Desaparecen todos los días

Una que otra motocicleta y Urvan del servicio público pasan de vez en vez dejando atrás de sí una polvareda ardiente por el calor de 34 grados. Hasta esta periferia donde suena el rap de la Santa Grifa, entre callejuelas encrucijadas y sin pavimentar, están las instalaciones de Los otros desaparecidos, en medio de una zona donde parece que termina la ciudad y empieza otro lugar remoto y ajeno.

"Todos los días desaparece gente aquí", dice Joel Díaz, de 70 años; llevaba nueve buscando a su hijo hasta que lo encontró en una fosa clandestina en los montes de los alrededores.

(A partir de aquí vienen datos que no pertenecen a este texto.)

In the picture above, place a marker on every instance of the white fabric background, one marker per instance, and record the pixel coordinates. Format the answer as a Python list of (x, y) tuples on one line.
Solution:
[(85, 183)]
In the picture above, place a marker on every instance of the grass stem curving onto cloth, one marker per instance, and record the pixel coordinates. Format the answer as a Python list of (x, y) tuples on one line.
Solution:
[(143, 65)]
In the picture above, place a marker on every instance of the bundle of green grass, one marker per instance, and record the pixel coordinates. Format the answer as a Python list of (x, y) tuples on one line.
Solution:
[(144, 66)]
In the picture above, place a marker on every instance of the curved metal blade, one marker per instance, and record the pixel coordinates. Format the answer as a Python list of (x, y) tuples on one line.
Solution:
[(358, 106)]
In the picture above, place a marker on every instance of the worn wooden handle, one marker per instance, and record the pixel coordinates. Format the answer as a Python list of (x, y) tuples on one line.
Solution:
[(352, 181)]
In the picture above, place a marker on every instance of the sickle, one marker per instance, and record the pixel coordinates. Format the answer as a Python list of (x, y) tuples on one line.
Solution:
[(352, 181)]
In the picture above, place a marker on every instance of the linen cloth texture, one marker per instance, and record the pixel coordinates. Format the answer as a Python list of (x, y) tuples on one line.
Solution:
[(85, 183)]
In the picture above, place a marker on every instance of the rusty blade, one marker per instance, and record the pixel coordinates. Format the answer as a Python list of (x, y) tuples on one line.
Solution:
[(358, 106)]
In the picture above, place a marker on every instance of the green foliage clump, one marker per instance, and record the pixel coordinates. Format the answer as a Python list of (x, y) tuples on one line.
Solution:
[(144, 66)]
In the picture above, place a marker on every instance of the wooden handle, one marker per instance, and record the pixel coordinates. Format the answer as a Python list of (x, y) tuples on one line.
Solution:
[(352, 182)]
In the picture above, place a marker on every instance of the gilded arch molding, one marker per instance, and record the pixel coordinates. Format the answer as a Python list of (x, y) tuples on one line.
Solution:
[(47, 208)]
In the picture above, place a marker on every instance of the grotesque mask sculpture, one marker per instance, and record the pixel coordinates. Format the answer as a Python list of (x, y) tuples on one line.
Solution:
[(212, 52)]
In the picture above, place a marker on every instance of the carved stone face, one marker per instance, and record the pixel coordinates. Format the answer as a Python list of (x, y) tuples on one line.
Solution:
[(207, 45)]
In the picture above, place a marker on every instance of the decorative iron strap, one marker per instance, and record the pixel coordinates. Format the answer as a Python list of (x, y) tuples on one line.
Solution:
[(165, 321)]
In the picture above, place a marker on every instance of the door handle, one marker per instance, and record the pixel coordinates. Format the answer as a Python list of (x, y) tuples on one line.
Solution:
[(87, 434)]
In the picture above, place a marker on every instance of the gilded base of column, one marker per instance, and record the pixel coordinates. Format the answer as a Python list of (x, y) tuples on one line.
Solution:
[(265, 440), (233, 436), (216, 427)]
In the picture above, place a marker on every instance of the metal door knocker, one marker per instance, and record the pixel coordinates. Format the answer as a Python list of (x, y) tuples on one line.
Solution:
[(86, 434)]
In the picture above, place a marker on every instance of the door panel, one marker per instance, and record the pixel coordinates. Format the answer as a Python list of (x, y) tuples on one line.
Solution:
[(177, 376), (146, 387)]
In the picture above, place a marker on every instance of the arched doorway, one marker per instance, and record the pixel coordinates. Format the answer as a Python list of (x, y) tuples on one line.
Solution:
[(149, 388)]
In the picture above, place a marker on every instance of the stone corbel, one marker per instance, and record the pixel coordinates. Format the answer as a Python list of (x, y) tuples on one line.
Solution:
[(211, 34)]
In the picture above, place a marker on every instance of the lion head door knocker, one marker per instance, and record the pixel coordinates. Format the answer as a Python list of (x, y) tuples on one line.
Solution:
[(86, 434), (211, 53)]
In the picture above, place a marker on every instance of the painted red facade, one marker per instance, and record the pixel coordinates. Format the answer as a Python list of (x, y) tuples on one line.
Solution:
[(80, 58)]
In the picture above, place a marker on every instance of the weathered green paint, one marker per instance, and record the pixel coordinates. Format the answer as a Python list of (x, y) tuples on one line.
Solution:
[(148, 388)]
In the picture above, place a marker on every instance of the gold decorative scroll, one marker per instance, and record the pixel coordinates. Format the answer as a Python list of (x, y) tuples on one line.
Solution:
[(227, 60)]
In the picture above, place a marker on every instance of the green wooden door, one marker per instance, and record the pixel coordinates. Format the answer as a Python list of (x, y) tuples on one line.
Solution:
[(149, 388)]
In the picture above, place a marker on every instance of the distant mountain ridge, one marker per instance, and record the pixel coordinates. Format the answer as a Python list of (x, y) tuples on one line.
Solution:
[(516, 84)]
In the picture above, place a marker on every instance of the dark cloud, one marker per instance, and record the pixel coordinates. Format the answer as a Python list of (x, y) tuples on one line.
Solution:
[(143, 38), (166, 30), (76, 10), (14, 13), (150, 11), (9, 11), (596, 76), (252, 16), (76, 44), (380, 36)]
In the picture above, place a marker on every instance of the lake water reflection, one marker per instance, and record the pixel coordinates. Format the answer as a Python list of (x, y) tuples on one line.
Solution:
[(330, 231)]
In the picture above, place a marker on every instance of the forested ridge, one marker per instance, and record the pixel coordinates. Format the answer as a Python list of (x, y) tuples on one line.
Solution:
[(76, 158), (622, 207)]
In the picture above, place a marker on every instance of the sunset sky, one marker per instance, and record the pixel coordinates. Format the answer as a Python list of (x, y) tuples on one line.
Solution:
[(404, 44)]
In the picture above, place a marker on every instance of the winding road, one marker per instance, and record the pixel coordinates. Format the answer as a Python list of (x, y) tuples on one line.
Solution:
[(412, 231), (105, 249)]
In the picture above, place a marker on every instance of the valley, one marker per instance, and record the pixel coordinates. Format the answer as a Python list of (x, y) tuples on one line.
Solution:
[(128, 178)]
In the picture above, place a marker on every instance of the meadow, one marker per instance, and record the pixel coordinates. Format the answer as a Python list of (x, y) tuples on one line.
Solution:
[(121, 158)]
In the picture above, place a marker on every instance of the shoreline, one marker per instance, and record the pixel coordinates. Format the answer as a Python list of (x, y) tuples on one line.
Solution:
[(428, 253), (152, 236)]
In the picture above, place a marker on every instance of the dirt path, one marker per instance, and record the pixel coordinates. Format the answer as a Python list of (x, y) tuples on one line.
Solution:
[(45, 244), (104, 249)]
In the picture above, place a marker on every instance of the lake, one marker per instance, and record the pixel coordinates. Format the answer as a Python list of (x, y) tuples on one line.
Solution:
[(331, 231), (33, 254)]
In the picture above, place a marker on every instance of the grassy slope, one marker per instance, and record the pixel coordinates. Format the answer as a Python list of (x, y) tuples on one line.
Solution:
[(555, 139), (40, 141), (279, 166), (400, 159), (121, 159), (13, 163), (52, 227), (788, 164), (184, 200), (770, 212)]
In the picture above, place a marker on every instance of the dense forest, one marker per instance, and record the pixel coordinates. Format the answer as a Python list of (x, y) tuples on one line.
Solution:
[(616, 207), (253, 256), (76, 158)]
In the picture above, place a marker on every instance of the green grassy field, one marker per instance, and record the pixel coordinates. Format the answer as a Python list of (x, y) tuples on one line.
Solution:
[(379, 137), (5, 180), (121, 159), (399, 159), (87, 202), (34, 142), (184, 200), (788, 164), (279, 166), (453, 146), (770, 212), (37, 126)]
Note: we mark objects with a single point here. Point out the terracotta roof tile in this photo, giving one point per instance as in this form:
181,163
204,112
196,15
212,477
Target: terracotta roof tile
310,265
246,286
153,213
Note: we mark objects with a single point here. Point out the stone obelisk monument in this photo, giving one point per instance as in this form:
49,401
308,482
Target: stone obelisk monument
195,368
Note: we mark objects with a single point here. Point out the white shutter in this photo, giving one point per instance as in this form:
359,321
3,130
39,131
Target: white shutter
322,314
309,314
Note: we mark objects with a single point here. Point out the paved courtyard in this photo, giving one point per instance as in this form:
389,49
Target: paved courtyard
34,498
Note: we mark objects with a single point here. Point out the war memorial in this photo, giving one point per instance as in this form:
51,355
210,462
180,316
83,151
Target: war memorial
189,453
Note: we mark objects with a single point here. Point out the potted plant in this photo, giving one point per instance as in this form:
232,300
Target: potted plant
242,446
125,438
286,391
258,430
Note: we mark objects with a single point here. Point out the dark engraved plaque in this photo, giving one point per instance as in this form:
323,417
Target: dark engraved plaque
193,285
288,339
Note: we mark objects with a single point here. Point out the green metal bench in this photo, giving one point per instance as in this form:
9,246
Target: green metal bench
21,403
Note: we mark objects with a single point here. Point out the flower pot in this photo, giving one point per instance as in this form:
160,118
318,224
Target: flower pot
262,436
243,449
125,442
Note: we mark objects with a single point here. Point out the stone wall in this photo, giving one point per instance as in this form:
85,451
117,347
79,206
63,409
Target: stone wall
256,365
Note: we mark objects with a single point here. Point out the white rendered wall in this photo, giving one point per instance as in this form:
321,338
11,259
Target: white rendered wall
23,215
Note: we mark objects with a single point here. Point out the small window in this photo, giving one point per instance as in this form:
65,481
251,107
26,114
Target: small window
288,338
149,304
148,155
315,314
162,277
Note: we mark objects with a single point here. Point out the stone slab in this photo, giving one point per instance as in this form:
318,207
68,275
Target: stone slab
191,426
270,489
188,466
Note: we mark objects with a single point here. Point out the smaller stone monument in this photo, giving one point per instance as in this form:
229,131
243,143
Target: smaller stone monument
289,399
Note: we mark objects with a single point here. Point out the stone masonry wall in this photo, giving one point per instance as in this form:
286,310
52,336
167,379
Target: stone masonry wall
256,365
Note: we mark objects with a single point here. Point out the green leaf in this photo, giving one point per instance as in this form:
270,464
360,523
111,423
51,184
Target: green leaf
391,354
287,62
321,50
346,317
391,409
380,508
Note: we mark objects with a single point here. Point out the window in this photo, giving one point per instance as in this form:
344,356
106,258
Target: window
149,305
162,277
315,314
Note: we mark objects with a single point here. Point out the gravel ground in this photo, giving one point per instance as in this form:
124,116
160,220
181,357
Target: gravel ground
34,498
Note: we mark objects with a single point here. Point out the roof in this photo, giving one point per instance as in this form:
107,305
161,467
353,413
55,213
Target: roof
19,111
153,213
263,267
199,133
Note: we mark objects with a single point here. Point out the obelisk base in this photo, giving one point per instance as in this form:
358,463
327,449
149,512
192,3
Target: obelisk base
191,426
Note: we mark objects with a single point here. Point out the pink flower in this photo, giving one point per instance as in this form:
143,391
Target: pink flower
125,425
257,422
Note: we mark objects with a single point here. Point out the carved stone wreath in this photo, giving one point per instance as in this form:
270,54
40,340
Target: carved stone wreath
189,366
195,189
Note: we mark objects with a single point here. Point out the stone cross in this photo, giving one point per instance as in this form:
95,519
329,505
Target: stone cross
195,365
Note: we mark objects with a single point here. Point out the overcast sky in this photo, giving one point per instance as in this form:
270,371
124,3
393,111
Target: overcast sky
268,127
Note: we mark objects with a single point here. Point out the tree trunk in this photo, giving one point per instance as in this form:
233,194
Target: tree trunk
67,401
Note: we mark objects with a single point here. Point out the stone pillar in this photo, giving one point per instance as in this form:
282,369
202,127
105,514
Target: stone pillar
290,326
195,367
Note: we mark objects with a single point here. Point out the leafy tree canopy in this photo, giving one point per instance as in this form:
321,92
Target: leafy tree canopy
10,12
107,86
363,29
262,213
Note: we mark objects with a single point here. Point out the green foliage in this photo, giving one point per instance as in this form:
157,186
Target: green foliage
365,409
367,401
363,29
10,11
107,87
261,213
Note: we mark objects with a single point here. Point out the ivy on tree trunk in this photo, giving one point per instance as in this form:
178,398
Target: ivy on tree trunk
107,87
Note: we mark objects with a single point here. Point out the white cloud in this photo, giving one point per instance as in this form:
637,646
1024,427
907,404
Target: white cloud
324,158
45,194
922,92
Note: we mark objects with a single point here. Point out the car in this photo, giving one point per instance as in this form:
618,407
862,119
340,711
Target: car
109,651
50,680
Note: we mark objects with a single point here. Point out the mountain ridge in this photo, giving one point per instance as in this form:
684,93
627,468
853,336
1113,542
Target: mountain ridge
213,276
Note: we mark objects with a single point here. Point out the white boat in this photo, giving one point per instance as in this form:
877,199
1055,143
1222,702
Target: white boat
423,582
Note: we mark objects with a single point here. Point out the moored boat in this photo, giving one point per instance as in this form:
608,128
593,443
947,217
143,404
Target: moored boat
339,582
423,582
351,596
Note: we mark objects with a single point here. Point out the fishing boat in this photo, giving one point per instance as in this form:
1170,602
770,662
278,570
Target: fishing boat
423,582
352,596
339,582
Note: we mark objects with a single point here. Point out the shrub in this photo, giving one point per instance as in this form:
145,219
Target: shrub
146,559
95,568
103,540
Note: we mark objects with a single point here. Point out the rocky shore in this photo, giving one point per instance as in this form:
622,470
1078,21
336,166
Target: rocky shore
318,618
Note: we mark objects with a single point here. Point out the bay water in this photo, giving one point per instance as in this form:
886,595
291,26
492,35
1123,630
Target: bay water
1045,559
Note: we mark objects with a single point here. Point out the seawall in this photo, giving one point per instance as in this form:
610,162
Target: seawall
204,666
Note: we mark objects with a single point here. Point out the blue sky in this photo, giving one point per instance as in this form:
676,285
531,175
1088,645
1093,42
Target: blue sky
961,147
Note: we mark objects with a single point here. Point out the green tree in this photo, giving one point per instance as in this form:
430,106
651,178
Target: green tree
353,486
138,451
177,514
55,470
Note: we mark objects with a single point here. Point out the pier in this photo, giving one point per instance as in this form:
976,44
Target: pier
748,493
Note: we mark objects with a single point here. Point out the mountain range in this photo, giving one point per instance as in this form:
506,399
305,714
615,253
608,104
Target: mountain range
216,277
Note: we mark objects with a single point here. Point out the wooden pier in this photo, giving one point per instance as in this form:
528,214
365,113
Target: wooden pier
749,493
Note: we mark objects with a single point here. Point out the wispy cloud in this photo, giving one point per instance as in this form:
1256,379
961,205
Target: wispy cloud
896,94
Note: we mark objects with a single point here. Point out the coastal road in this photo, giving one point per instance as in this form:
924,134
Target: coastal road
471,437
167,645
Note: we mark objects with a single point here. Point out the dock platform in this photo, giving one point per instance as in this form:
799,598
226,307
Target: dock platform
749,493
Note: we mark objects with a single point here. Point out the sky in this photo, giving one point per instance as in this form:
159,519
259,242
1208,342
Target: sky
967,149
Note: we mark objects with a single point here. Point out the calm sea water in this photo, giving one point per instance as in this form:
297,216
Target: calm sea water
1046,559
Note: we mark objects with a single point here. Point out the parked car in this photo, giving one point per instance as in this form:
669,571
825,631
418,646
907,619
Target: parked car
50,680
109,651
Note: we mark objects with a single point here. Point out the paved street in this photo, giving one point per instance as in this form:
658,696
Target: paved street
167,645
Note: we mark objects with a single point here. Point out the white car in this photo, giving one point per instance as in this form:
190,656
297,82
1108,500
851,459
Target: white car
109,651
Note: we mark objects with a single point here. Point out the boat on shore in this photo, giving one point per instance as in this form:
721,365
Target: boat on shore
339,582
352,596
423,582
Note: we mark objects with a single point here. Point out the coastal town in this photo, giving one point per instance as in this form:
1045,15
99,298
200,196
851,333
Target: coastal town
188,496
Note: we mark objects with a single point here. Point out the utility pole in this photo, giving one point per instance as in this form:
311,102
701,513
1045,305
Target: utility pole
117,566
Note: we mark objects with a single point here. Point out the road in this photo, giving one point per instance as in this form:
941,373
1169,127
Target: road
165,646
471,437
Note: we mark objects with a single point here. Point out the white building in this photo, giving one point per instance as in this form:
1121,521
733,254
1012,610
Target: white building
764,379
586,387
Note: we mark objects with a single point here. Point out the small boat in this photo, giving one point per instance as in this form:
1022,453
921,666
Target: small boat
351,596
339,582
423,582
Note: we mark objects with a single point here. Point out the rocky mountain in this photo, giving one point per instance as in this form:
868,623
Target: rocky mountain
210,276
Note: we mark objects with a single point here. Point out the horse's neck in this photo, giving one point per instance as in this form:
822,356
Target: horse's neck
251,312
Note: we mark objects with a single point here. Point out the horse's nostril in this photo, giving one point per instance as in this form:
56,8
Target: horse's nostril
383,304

Con don Joel está Adriana Bahena, una mujer de 45 años que no sabe si llamarse viuda porque desde hace 10 que desapareció su marido; no lo han hallado.

Ambos coordinan esta organización que nació dos años después de que en septiembre de 2014 desaparecieran a los 43 estudiantes de Ayotzinapa y empezara a visibilizarse una tragedia que en Iguala y en Guerrero tenía mucho tiempo ocurriendo.

"Tenemos un registro de al menos 500 desaparecidos —dice—, desde que nos constituimos en 2016. Desde 2019 hay 750 perfiles de desaparecidos en todo el estado. Esto es una calamidad. Se han hallado 220 restos [que están en el Servicio Médico Forense Federal de la Ciudad de México] y sólo 60 se han entregado a sus familias; en términos reales faltan por aparecer 440".

La entrevista transcurre en sus oficinas, a lado de un predio extenso cedido por el gobierno de Guerrero al que han llamado Ciudad Renacimiento.

En medio de un patio amplio, bardeado con malla ciclónica, hay un árbol frondoso de tamarindo que da sombra a una patrulla de la policía del estado que resguarda el lugar y a la coordinadora que goza de medidas cautelares.

—¿Tienen registros actuales?

—No. Es difícil; no tenemos tanta gente para hacer todo eso —asegura. Aunque de acuerdo con la Comisión Estatal de Búsqueda de Personas de la Fiscalía General del Estado, en el primer semestre del año han ocurrido 13 desapariciones en este municipio, de 175 en todo Guerrero.

—Todos los días desaparece gente —interviene don Joel.

Tiene un par de minutos que llegó de sus tareas, se quedó sentado hasta que Adriana lo presentó como el presidente de la asociación y como "el mejor buscador de fosas de todo México".

—La gente viene diario a reportar casos; muchos no lo denuncian. Hay mucha cifra negra —habla de nuevo Adriana—. Quisiéramos que la gente dejara de venir, no por otra cosa, sino porque eso indicaría que la situación está mejorando.

—¿Y no?

—Todo lo contrario. La fiscalía del estado no hace nada.